Before the beam turns on, the machine uses onboard imaging to verify your position. This process, called image-guided radiation therapy (IGRT), allows the clinical team to adjust your setup and correct for any shifts in the tumor’s position from day to day. Older systems relied on low-resolution X-ray images or cone-beam CT scans for this step.
MRI-Guided Linacs
A newer generation of machines combines a linac with an MRI scanner in one unit. These hybrid systems can image soft tissues in real time while delivering radiation, something conventional CT-based linacs cannot do. MRI provides higher-resolution images of soft tissue without using additional ionizing radiation, which is particularly valuable for tumors in the abdomen, pelvis, and brain where cone-beam CT images often suffer from artifacts caused by air pockets and scattered radiation.
The practical benefit is significant: the treatment team can see the tumor and nearby organs while the beam is on, monitor breathing and organ movement as it happens, and even adapt the treatment plan on the spot while the patient is still on the table. This real-time visibility allows for beam gating, where the machine only fires when the tumor is in the correct position during the breathing cycle. Conventional linacs with CT-based imaging can approximate this, but they lack the soft tissue contrast needed to track many tumors with the same precision.
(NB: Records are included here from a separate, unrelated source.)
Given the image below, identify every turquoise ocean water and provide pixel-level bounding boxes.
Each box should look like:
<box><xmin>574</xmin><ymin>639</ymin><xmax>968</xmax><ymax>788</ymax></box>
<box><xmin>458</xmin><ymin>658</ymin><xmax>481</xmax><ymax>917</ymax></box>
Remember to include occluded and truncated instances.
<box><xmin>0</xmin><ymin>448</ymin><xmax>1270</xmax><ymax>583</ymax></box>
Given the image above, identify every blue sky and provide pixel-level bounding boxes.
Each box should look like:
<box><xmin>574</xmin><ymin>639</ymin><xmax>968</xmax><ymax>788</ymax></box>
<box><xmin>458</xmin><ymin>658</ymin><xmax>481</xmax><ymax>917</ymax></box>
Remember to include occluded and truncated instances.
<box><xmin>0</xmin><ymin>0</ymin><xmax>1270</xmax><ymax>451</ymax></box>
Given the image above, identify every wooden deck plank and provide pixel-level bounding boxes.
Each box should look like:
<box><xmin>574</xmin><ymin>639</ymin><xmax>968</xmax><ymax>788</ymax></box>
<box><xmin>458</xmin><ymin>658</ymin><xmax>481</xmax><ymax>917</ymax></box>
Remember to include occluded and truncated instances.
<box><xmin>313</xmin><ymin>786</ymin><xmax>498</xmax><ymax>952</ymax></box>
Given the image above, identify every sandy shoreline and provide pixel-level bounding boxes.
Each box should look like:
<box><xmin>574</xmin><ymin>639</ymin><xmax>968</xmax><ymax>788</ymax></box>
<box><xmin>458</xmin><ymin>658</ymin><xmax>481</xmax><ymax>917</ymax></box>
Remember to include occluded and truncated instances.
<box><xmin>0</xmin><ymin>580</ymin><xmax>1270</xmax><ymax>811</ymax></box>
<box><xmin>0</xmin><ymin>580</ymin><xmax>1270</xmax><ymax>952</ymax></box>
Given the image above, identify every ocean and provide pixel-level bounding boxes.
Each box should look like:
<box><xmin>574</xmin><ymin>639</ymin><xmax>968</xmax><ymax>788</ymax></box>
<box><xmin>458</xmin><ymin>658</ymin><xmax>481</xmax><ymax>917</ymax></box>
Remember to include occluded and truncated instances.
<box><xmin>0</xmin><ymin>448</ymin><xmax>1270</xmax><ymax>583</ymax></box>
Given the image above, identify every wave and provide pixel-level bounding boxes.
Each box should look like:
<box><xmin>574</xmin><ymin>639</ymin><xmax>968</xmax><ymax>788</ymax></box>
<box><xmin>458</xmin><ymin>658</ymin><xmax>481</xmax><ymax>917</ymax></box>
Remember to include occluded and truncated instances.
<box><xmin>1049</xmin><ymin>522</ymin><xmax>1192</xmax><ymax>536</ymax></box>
The Room Around the Machine
Because a linac produces high-energy radiation, it operates inside a heavily shielded room called a vault. The walls and ceiling are made of dense concrete, typically around 120 centimeters (about 4 feet) thick for the primary barriers that face the direct beam, and somewhat thinner for secondary barriers that only need to block scattered radiation. The concrete used is specially formulated with a density of about 2.35 grams per cubic centimeter. Even the maze-like entrance corridor is designed to prevent radiation from reaching the hallway outside, with walls ranging from 30 to 70 centimeters thick depending on their line of sight to the beam.
The machine also undergoes daily quality assurance checks. Medical physicists verify that the X-ray output for every energy level stays within 3% of the expected value. These checks ensure the dose patients receive matches what their treatment plan prescribes.
Linacs Outside of Medicine
While cancer treatment is the most familiar application, linacs serve a wide range of purposes in other fields. In particle and nuclear physics, they accelerate particles for experiments that probe the fundamental structure of matter. They also power light sources that produce intense X-ray beams used across many scientific disciplines, from structural biology to materials science.
Industrial linacs use electron beams to modify material properties: cross-linking plastics for products like shrink wrap, hardening the surfaces of artificial joint components, sterilizing medical equipment, and irradiating food to destroy pathogens. In the semiconductor industry, ion-beam accelerators (a related technology) are essential for manufacturing computer chips. National security applications include cargo inspection at ports, where linacs generate the penetrating radiation needed to scan shipping containers, as well as characterizing nuclear materials for stockpile stewardship programs.
The Department of Energy estimates that hundreds of industrial processes worldwide rely on particle accelerators, making them one of the more quietly ubiquitous technologies in modern life.